LoRa et ses surcouches réseau offrent une solution pour connecter des appareils basse consommation sur de longues distances, ce qui en fait une technologie clé pour l'Internet des objets (IoT). Cette technologie est principalement utilisée pour des applications nécessitant la transmission peu fréquente de faibles quantités de données depuis des zones difficiles d'accès, comme dans l'agriculture de précision, la surveillance industrielle et le suivi de flotte[3]. La norme LoRa est désormais gérée par l'Alliance LoRa[4].
Caractéristiques
LoRa utilise des bandes de fréquences radio inférieures à 1 GHz dépendantes de la région du monde : EU433 ( LPD433 ) ou EU868 (863–870/873 MHz) en Europe, AU915/AS923-1 (915–928 MHz) en Amérique du Sud, US915 (902–928 MHz) en Amérique du Nord, IN865 (865–867 MHz) en Inde et AS923 (915–928 MHz) en Asie[5].
LoRa permet des transmissions longue portée avec une faible consommation d'énergie[3]. Cette technologie couvre la couche physique, tandis que d'autres technologies et protocoles tels que LoRaWAN couvrent les couches supérieures du modèle OSI. Elle peut atteindre des débits de données compris entre 0,3 kbit/s et 27 kbit/s, en fonction du facteur d'étalement[6].
Applications
Les dispositifs LoRa possèdent des capacités de géolocalisation permettant la trilatération de la position des appareils grâce à l'horodatages fourni par les passerelles. Cette caractéristique, combinée à la longue portée et à la faible consommation d'énergie, généralement complétée par le protocole réseau LoRaWAN, la rend adaptée à un large éventail d'applications de l'Internet des objets (IoT) où les ressources sont dispersées et où l'autonomie des batteries est cruciale[7].
Suivi des puces et logistique
LoRa est largement utilisé pour le suivi de flotte, notamment pour les dispositifs non alimentés nécessitant un système de suivi de grande autonomie. Ne dépendant pas des réseaux cellulaires, LoRa constitue une technologie efficace pour la surveillance d'objets en mouvement dans des zones à faible couverture GSM, comme dans les régions isolées ou à l'intérieur de grands conteneurs métalliques[8]. Une application courante concerne le suivi des engins de chantier et ferroviaires. Par exemple, en Suisse, des traceurs LoRa sont utilisés pour surveiller la position des wagons de chantier, améliorant la sécurité contre le vol et la logistique des flottes[9].
Agriculture de précision
En agriculture de précision, les capteurs LoRa servent à créer des systèmes d'information qui optimisent les opérations agricoles. Déployés sur de vastes parcelles, ces capteurs basse consommation surveillent l'humidité, la température et la teneur en nutriments du sol, permettant ainsi d'améliorer l'irrigation et la fertilisation. Cette technologie est également utilisée pour suivre la localisation et l'état de santé du bétail[10].
Ville intelligente et services publics
LoRa est utilisé pour les applications de villes intelligentes.

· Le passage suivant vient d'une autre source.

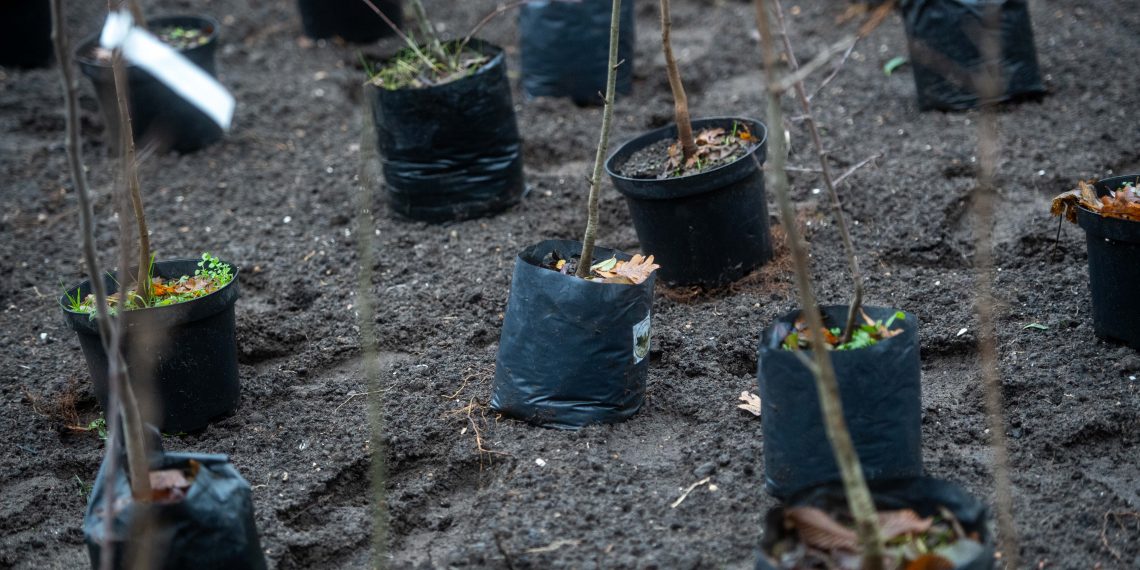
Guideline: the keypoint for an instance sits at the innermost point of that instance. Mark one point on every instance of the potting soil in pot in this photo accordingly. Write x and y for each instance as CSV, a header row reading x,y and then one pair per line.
x,y
450,151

Les collectivités peuvent le mettre en place pour divers services, notamment :
- les compteurs communicants pour relever automatiquement la consommation d’eau et de gaz sans avoir besoin d’envoyer un technicien.

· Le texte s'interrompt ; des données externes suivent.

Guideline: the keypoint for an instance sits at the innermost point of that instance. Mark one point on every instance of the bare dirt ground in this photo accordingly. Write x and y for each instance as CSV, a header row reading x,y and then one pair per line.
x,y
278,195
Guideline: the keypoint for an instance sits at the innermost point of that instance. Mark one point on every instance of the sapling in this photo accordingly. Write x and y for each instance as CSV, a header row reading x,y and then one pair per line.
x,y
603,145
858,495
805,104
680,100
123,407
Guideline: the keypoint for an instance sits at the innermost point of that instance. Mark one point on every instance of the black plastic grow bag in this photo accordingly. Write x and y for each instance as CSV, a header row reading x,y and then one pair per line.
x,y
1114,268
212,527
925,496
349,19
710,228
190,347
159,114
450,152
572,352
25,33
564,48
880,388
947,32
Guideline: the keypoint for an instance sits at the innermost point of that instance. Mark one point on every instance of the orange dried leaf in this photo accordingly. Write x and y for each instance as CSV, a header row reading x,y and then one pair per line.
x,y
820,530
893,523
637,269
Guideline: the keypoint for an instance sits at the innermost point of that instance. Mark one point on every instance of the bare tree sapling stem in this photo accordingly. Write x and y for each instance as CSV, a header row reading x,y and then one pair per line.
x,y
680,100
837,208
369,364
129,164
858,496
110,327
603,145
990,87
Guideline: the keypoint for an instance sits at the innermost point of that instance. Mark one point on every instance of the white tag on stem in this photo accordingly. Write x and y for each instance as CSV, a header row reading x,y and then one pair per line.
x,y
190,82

- la gestion des déchets où des capteurs installés dans les poubelles publiques peuvent signaler lorsqu'elles sont pleines, permettant ainsi d'optimiser les itinéraires de collecte.
- le stationnement intelligent, où des capteurs installés dans les places de stationnement peuvent détecter si une place est occupée et remonter les données en temps réel.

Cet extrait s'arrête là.